Mata Hari

Mata Hari

Courtisane, espionne et femme avant tout !

Il y a des personnages qui restent gravés dans l’Histoire, sans qu’on en connaisse vraiment la vie. Ils ne sont que des noms, le plus souvent. C’est le cas de Mata Hari qui, dans ce livre d’un réalisme presque magique, se révèle telle qu’elle fut…

Mata Hari © Daniel Maghen

Margaretha Geertruida Zelle est née aux Pays-Bas en août 1876. A dix-neuf ans, elle épouse un séduisant officier de marine, elle le suit jusqu’à Java, découvre un univers qui, à la fois, l’envoûte et la désespère, celui d’un empire colonial, celui d’un colonialisme qui ne cherche qu’à reproduire à l’infini les codes que l’on croit être ceux de la civilisation.

Sur cette île qui n’est pas vraiment le paradis qu’elle espérait, elle va voir mourir son deuxième enfant, elle va voir se détruire ce qui aurait pu être de l’amour, et découvrir, en devenant Mata Hari, les mystères d’une danse aux lascives errances. Elle va fuir, retourner en Europe, divorcer et partir à la conquête de Paris, ville dont les lumières ne peuvent que magnifier ses beautés. Modèle pour peintres, elle va vite comprendre que son corps est le meilleur des chemins pour être aimée, adorée, adulée, espérée, désirée…

Elle gravit ainsi les marches de la notoriété, avec un naturel désarmant pour ceux qu’elle séduit, et ils sont nombreux.

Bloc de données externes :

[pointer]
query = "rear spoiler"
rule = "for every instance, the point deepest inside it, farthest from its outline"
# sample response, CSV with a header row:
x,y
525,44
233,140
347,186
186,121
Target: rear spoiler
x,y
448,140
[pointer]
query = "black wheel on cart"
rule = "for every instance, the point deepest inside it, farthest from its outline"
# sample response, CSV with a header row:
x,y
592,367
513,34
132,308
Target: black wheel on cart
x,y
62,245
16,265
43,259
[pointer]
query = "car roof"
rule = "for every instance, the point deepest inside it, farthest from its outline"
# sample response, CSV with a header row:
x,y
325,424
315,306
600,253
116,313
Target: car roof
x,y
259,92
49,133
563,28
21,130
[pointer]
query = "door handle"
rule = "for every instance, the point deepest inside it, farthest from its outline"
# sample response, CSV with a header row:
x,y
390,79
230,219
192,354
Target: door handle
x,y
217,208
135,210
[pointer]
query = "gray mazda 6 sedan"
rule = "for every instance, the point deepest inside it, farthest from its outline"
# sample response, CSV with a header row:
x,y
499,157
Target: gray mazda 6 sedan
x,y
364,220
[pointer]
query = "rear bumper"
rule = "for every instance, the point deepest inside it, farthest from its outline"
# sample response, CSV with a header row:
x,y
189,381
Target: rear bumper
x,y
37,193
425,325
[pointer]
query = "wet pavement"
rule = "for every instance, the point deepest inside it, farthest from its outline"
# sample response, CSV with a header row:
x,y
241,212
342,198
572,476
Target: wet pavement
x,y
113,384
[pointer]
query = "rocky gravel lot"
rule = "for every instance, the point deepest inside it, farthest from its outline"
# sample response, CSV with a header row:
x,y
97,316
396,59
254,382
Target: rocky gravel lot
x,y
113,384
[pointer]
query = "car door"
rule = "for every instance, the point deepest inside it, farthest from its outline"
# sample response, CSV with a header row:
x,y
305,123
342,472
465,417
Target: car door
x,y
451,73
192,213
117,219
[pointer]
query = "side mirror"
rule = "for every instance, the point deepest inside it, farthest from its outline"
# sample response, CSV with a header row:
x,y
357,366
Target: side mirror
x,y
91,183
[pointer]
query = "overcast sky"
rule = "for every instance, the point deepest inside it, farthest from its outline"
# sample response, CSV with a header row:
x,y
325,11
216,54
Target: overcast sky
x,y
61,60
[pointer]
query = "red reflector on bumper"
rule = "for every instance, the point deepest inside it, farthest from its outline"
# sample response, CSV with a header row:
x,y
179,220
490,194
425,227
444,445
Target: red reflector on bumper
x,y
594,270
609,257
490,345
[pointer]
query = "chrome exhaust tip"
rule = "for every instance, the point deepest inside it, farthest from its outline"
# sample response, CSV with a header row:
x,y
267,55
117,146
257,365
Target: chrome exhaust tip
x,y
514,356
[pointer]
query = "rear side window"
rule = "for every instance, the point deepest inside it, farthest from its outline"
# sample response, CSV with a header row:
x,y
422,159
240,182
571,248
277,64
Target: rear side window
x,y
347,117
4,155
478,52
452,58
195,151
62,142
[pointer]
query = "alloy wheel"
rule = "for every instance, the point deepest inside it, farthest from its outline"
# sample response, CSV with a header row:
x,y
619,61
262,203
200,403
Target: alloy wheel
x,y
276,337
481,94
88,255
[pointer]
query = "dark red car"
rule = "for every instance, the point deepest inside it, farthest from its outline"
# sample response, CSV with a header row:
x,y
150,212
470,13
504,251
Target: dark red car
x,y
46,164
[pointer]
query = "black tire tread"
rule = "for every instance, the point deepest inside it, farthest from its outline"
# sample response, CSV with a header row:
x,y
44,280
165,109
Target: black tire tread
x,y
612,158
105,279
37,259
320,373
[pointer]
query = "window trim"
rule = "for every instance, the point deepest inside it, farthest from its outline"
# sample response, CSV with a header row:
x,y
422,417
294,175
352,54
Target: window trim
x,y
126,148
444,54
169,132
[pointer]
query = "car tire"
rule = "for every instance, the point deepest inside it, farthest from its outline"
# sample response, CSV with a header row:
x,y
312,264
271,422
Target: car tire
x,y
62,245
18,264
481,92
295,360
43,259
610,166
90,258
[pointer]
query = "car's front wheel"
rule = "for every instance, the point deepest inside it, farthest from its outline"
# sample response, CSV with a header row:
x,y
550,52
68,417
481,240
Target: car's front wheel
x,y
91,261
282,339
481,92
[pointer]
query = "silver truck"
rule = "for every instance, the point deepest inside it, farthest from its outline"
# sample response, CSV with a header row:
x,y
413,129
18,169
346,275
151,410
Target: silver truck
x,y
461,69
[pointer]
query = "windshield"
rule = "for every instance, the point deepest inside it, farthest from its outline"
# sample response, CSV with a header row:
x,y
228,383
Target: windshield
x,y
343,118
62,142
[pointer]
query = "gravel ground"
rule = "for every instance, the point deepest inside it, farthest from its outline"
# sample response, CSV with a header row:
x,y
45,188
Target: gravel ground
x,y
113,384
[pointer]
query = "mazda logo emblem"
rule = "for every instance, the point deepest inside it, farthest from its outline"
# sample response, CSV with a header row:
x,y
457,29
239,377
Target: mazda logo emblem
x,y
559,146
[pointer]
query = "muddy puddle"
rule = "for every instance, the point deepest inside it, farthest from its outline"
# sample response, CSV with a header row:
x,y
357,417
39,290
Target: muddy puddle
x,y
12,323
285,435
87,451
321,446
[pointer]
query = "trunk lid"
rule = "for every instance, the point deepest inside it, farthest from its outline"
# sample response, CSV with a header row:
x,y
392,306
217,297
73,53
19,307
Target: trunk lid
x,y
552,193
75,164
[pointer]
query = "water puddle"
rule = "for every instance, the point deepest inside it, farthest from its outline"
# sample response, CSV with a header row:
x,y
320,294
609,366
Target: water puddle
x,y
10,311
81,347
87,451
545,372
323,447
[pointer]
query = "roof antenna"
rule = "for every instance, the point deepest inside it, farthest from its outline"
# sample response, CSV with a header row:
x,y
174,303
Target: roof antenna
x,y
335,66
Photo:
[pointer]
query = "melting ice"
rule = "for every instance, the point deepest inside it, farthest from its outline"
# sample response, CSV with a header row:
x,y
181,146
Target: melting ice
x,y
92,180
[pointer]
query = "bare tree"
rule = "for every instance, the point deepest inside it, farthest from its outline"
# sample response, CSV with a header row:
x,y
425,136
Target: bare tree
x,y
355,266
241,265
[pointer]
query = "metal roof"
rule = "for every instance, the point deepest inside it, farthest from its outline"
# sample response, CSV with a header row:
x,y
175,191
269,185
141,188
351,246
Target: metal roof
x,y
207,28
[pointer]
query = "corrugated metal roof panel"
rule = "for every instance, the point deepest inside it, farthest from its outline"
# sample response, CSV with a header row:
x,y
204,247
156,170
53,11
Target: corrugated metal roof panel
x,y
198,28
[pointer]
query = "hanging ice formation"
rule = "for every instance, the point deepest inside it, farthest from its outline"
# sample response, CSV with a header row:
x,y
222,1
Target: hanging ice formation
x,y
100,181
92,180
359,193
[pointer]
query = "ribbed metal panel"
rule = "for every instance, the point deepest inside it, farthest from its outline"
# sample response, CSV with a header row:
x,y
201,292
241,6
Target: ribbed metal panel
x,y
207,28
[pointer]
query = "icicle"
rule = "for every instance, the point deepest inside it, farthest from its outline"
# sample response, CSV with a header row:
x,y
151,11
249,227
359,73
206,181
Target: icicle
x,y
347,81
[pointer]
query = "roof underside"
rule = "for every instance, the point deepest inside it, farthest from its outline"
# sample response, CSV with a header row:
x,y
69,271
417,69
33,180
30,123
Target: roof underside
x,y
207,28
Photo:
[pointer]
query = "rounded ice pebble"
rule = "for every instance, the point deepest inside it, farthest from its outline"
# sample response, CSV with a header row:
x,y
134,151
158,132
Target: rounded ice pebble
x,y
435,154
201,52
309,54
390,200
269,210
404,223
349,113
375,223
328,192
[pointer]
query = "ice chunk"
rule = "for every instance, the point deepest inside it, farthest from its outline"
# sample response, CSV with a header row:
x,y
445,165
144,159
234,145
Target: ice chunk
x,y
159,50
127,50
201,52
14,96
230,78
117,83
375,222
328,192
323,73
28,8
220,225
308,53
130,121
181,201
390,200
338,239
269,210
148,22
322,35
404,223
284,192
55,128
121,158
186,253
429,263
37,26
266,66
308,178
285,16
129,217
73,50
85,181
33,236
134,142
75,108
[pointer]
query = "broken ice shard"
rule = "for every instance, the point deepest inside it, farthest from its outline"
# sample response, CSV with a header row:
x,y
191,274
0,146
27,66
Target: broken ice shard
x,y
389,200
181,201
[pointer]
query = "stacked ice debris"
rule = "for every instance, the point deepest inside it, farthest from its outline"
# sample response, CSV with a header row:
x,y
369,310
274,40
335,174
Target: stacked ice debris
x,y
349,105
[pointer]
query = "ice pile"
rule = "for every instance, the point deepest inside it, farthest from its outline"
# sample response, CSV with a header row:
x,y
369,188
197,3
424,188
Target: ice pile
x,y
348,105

Pour la raconter, pour la décrire, cette femme fatale qui, de gloire en déchéance, va finir par être condamnée pour espionnage pendant la première guerre mondiale, et être fusillée, pour nous montrer vivre cette femme, les auteurs de ce livre ont choisi de laisser parler leur sensibilité, celle de Mata Hari, et de nous donner à voir une femme, un personnage de chair et d’émotion, un être humain à la poursuite, comme tout le monde, de l’amour, d’abord et avant tout.

Mata Hari © Daniel Maghen
Laurent Paturaud : le personnage de Mata Hari

Cela dit, au-delà de la seule biographie d’une icône historique, ce livre nous montre aussi, et surtout peut-être, toute une époque. Le dix-neuvième siècle est encore bien présent, l’hégémonie des hommes est omniprésente, et la part de liberté qui est laissée aux femmes commence seulement à l’élargir. Pour Mata Hari, cette liberté prendra vie grâce à la danse, grâce à sa beauté, grâce à ses talents de courtisane, c’est vrai. Mais, fondamentalement, elle reste une petite fille romantique qui a rêvé un jour, dans sa Hollande natale, au Prince Charmant. Une petite fille qui pratique le mensonge et se recrée un passé au gré des rencontres qu’elle fait… Une adulte, romantique, qui cherche à s’émanciper dans un monde où le rôle de la femme n’est pas loin de celui qui est dévolu aux indigènes dans les colonies !

Mata Hari © Daniel Maghen
Laurent Paturaud : Mata Hari, romantique et émancipée

Il me faut, absolument, mettre en évidence le scénario de ce livre. Pour sa construction narrative, d’abord, qui réussit de manière légère à nous balader dans trois époques différentes, à nous plonger aussi, en quelque sorte, dans les confidences imaginées mais plausibles de la belle Mata Hari. Pour les références littéraires et artistiques, également, qui émaillent de bout en bout ce livre d’un réalisme lumineux et somptueux. Pour le langage utilisé, aussi, celui de ce début de vingtième siècle, celui des frères Gourmont, de D’Annunzio… Un langage désuet, obsolète, mais merveilleusement imagé et chantant, tendrement poétique aussi… Un langage qui baigne tout ce récit dans une ambiance d’alcôves… De ces alcôves dans lesquelles se sont offertes des femmes comme Mara Hari, mais aussi Colette, ou Isadora Duncan.

Mata Hari © Daniel Maghen
Laurent Paturaud : un album littéraire

Cette ambiance, partie prenante de la qualité de cet album, naît également des décors que Laurent Paturaud prend un plaisir évident à dessiner, à peindre. C’est un livre historique, et c’est un monde à la fois extrêmement réaliste et en même temps très « cartes postales » retrouvées au fin d’un grenier que Paturaud nous donne à voir. Je peux avouer mon plaisir de lecteur à être resté de longs moments devant certaines planches qui, certes, doivent leur beauté à une documentation bien choisie, mais aussi à l’interprétation graphique et empreinte de nostalgie du dessinateur !

Mata Hari © Daniel Maghen
Laurent Paturaud : Les décors et la documentation

Laurent Paturaud est un dessinateur amoureux de la femme, de la féminité, cela se remarque de page en page, cela se ressent devant tous ces portraits, fugaces parfois, qui se suivent dans cet album. Il idéalise la femme, il en dessine longuement tous les reliefs de beauté, tout en restant toujours pudique. Il idéalise Mata Hari jusqu’à la faire vieillir sans que l’âge ne marque à même la chair les années passées…

Mata Hari © Daniel Maghen
Laurent Paturaud : idéaliser le temps qui passe…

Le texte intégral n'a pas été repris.